Treatment Options for Staining
Once your dentist has identified the type and cause of staining, he or she can recommend an appropriate therapy. Medical treatment may likewise be warranted, particularly if drugs are causing mouth dryness, which predisposes to staining.Treatment options include:
- Diet and habit modification — develop a strategy for either modifying or eliminating habits — like tobacco use or the consumption of certain foods — that cause or contribute to staining.
- Effective twice daily oral hygiene — the use of an appropriate toothpaste helps to prevent extrinsic staining. Most toothpastes help with this because they contain an abrasive, a detergent, and an anti-tartar agent — and many now contain tooth-whitening agents.
- Professional tooth cleaning and polishing — Some extrinsic stains may be removed with ultrasonic cleaning, followed by polishing with an abrasive prophylactic paste or an air-jet technique with an abrasive powder. This “micro-abrasion” may occasionally be used with bleaching.
- Fillings and Restorations — teeth discolored by dental caries (decay) or dental materials require the removal of the decay or restorative materials, followed by proper restoration of the tooth.
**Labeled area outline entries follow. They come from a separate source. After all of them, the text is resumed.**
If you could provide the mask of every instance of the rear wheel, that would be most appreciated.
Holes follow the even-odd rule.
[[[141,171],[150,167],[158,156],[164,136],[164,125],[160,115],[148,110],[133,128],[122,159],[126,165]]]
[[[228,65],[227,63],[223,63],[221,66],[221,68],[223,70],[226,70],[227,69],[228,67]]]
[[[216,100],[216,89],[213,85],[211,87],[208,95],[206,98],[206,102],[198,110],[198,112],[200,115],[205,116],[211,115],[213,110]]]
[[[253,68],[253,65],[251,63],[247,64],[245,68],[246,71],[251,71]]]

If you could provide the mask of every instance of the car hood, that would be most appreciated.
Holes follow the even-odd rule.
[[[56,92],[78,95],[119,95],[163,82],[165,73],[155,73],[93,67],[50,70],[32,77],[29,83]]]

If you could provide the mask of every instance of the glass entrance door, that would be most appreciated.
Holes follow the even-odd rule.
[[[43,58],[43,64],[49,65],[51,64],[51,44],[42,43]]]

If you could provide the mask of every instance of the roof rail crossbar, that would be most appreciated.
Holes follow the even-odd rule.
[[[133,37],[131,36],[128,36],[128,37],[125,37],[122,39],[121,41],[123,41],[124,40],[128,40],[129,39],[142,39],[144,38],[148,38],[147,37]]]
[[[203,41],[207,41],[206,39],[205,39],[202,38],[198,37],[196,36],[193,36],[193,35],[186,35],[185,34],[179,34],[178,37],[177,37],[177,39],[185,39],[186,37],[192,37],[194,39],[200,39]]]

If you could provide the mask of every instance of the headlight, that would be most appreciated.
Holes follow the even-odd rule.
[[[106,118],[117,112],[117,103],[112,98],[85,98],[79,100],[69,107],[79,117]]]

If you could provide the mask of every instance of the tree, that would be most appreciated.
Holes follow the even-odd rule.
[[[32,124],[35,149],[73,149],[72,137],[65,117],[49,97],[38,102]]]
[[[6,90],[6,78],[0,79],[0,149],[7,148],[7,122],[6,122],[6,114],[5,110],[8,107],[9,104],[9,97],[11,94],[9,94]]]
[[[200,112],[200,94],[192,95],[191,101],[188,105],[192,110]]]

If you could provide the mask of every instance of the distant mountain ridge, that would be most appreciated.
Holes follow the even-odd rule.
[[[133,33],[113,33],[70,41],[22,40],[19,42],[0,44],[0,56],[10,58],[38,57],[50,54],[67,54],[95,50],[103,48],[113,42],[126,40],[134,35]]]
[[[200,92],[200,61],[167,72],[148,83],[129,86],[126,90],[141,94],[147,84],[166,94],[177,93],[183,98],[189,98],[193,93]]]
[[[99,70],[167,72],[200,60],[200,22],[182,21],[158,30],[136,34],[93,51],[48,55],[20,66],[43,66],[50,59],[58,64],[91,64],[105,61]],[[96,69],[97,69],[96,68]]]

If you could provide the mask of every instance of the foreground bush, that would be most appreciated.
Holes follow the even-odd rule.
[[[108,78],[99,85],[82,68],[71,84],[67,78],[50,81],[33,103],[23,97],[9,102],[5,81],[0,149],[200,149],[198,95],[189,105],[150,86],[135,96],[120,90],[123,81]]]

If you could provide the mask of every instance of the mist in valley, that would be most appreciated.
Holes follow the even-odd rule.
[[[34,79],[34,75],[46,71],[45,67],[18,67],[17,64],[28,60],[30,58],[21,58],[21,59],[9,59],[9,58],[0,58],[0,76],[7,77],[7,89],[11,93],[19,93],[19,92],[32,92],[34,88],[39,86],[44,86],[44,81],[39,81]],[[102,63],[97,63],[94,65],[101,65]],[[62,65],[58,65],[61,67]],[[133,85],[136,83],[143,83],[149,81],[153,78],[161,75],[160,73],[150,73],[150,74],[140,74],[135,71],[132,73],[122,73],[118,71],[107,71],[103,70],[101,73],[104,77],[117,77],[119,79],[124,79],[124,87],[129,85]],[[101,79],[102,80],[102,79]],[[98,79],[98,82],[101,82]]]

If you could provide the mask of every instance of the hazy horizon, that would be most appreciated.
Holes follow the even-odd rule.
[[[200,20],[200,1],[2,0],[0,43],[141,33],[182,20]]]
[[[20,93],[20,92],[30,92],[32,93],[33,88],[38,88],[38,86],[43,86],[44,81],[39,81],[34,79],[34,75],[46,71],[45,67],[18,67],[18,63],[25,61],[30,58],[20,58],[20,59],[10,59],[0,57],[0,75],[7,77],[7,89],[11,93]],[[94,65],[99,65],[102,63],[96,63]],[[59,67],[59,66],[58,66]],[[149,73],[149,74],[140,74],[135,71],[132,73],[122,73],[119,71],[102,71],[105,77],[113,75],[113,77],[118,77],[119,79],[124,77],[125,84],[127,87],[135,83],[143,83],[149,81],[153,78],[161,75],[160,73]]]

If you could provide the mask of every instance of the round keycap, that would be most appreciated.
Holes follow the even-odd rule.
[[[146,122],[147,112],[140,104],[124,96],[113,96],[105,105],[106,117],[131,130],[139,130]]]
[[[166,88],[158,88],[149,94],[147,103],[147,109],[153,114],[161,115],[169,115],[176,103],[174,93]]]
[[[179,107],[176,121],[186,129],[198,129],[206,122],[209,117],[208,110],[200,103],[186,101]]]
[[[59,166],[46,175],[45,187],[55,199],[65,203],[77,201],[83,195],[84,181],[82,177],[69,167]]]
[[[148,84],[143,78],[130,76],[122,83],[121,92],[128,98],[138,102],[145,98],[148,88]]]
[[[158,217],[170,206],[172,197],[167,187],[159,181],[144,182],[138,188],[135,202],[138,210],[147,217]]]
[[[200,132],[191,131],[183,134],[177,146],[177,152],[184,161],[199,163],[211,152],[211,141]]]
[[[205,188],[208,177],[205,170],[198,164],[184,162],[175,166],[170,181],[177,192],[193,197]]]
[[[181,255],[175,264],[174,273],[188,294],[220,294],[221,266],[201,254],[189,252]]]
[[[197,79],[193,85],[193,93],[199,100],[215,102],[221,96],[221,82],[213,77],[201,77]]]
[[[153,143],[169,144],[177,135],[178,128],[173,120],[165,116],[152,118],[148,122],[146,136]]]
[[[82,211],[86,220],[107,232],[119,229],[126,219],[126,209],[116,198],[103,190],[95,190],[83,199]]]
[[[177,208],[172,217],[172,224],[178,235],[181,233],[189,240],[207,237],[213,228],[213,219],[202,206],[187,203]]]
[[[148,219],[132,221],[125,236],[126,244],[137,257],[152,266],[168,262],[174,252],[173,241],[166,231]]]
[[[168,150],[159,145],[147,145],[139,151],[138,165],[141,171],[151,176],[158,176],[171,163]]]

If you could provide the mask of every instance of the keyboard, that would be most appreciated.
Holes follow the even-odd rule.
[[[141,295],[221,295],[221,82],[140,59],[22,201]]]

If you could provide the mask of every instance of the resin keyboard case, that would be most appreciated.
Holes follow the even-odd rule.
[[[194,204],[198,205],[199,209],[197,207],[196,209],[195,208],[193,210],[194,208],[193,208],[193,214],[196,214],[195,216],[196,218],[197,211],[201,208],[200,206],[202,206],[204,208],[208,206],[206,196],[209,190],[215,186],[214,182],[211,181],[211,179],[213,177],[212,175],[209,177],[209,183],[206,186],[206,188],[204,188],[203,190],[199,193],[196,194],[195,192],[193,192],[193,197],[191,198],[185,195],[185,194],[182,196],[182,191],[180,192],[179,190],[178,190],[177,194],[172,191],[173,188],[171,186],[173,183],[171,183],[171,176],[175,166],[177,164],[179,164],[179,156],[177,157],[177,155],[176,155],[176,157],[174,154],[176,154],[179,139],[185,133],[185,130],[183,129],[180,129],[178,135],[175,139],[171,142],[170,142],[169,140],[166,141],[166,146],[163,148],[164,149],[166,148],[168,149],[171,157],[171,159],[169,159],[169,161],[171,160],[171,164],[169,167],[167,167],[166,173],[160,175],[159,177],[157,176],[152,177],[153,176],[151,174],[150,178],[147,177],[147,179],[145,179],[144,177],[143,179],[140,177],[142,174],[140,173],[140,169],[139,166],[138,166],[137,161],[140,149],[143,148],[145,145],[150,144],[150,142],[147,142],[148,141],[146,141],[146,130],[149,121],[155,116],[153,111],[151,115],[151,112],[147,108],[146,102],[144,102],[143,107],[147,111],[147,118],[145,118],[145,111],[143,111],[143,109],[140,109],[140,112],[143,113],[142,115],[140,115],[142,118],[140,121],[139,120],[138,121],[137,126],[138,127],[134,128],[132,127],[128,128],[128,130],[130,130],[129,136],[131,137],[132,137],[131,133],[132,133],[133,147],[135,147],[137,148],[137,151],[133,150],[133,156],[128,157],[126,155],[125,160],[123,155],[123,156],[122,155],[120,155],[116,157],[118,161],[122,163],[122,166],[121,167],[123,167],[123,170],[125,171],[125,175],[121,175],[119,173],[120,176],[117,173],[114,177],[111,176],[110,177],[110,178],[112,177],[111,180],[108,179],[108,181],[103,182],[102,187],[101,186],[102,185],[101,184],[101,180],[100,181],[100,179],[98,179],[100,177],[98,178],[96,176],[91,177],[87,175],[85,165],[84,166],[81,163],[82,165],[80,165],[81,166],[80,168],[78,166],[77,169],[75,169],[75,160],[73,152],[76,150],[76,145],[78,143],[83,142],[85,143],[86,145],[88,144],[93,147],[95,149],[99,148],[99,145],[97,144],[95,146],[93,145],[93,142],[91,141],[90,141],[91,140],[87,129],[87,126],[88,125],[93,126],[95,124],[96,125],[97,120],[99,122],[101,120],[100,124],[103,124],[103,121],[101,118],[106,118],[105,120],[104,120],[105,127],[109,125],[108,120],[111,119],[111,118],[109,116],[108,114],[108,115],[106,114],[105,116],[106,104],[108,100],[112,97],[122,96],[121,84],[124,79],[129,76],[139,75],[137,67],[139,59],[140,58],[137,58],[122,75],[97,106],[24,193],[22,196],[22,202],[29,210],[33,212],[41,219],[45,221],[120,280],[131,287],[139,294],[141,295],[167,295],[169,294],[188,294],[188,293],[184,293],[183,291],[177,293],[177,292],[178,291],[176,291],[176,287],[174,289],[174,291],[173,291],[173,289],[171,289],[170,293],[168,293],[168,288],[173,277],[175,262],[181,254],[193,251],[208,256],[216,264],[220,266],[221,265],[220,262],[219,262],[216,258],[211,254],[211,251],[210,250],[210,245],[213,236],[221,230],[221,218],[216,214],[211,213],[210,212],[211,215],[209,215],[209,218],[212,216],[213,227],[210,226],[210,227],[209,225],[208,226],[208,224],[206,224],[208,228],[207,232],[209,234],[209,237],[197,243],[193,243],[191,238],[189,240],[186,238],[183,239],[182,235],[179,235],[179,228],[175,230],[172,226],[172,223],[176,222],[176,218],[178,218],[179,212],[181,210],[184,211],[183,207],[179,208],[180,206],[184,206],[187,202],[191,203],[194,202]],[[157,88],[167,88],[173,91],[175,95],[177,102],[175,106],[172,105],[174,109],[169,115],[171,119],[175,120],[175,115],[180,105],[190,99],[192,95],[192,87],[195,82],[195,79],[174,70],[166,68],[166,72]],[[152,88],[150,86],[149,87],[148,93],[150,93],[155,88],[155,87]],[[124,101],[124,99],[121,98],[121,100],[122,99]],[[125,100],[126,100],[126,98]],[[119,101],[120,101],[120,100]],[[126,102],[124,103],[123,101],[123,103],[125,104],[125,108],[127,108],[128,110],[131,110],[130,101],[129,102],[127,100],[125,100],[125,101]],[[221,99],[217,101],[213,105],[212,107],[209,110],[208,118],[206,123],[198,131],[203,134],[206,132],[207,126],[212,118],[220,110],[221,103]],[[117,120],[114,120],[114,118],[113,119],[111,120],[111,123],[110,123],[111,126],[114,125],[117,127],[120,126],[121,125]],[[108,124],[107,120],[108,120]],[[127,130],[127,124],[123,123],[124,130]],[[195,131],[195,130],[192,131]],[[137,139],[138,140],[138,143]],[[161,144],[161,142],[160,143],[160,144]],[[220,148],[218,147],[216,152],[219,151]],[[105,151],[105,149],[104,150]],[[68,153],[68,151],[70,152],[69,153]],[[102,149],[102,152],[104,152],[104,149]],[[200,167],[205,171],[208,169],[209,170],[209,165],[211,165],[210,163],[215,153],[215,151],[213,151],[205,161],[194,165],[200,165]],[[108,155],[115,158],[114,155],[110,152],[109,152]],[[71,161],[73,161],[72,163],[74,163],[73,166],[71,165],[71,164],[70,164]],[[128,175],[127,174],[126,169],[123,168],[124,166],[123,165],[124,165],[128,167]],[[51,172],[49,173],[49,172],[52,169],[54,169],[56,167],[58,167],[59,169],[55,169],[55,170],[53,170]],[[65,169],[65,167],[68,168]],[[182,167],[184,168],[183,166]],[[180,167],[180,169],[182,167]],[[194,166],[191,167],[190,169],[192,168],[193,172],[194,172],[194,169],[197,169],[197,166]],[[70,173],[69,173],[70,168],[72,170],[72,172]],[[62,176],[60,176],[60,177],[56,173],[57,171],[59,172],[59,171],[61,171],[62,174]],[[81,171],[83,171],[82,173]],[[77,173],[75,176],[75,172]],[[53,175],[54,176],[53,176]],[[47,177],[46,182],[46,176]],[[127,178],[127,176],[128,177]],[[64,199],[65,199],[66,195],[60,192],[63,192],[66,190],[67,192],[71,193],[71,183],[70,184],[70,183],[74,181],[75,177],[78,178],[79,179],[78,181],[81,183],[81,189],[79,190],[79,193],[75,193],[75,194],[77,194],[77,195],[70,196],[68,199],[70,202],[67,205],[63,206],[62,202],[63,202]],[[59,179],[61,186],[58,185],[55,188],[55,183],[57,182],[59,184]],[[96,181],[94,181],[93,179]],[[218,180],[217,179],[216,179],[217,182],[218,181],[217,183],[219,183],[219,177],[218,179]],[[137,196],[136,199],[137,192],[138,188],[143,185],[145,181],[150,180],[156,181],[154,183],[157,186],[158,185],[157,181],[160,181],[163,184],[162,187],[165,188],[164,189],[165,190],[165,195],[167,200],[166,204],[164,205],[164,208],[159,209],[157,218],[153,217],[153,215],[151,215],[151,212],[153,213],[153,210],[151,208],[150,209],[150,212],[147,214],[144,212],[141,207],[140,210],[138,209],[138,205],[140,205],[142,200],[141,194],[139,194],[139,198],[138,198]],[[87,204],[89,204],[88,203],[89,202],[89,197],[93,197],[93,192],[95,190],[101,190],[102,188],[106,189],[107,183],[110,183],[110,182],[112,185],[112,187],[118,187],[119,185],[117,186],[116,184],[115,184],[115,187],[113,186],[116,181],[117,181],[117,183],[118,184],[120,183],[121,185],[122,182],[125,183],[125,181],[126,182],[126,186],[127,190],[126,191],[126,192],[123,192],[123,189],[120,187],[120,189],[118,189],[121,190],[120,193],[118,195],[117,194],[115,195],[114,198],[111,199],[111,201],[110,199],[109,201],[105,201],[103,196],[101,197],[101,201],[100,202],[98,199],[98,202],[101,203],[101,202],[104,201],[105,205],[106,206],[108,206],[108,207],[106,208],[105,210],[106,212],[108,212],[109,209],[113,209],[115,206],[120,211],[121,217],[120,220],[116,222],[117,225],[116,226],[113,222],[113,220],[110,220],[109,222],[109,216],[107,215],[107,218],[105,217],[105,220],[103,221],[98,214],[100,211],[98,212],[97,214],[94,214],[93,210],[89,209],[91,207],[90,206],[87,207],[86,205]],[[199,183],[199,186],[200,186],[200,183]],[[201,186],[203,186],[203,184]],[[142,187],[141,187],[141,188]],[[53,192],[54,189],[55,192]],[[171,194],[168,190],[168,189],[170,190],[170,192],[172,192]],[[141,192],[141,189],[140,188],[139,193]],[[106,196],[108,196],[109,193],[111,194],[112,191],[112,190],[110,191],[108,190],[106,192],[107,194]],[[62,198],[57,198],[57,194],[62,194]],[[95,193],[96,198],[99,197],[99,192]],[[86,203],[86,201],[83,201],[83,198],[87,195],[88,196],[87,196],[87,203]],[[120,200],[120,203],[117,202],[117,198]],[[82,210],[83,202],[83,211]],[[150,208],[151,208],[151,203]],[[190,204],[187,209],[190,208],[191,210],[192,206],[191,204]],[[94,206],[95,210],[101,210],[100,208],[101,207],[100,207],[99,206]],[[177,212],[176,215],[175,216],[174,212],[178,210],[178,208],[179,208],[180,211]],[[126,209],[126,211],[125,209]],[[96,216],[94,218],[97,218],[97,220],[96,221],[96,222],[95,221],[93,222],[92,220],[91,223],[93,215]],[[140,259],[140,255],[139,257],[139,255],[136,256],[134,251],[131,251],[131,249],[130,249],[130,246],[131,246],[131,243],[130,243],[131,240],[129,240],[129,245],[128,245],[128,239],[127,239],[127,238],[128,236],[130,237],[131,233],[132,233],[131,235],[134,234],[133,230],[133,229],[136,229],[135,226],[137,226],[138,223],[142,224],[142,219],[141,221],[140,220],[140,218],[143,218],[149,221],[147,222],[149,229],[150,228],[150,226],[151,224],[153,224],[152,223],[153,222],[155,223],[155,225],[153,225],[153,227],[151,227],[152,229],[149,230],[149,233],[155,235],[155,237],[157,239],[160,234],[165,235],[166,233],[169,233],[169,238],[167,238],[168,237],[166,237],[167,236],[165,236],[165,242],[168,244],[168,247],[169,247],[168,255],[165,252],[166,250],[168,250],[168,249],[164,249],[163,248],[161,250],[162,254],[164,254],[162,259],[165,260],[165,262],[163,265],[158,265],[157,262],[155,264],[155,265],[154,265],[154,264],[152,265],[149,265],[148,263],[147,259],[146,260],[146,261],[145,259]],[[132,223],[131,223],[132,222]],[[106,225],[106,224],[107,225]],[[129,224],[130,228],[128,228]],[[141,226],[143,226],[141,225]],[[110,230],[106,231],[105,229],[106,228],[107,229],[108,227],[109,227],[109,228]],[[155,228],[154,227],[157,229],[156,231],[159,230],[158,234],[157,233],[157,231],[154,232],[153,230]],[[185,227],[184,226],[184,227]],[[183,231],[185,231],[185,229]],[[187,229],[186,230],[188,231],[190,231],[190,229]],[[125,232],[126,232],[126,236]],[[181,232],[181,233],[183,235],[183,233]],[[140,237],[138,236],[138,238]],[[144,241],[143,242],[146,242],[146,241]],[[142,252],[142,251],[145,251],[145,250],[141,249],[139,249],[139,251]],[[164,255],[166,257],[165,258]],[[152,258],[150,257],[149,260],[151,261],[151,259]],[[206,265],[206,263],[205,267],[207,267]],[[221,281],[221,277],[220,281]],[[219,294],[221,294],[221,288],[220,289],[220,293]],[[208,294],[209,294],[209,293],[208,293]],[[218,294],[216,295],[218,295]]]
The junction between filling (restorative) materials replacing lost tooth structure and the adjacent healthy tooth is very important. Even with well-placed and properly handled materials, the junction is still subject to plaque accumulation and therefore staining.
- Bleaching (tooth whitening) — this technique is a safe and relatively easy way to brighten stained teeth, and is used to treat many types of tooth discoloration. Bleaching includes two general types of techniques: vital, which is performed on “vital” teeth, i.e. the nerves are living and the discoloration is usually extrinsic; and non-vital, typically used to treat discolored teeth associated with root canal treatment. While vital techniques can be performed in-office or at home, non-vital whitening is strictly performed as an in-office professional procedure.
Consult with your Dentist
As with any dental condition, it's important to discuss your concerns with your dentist. With your motivation and his or her expertise, you should arrive at a therapy that can reduce or eliminate your discoloration problem.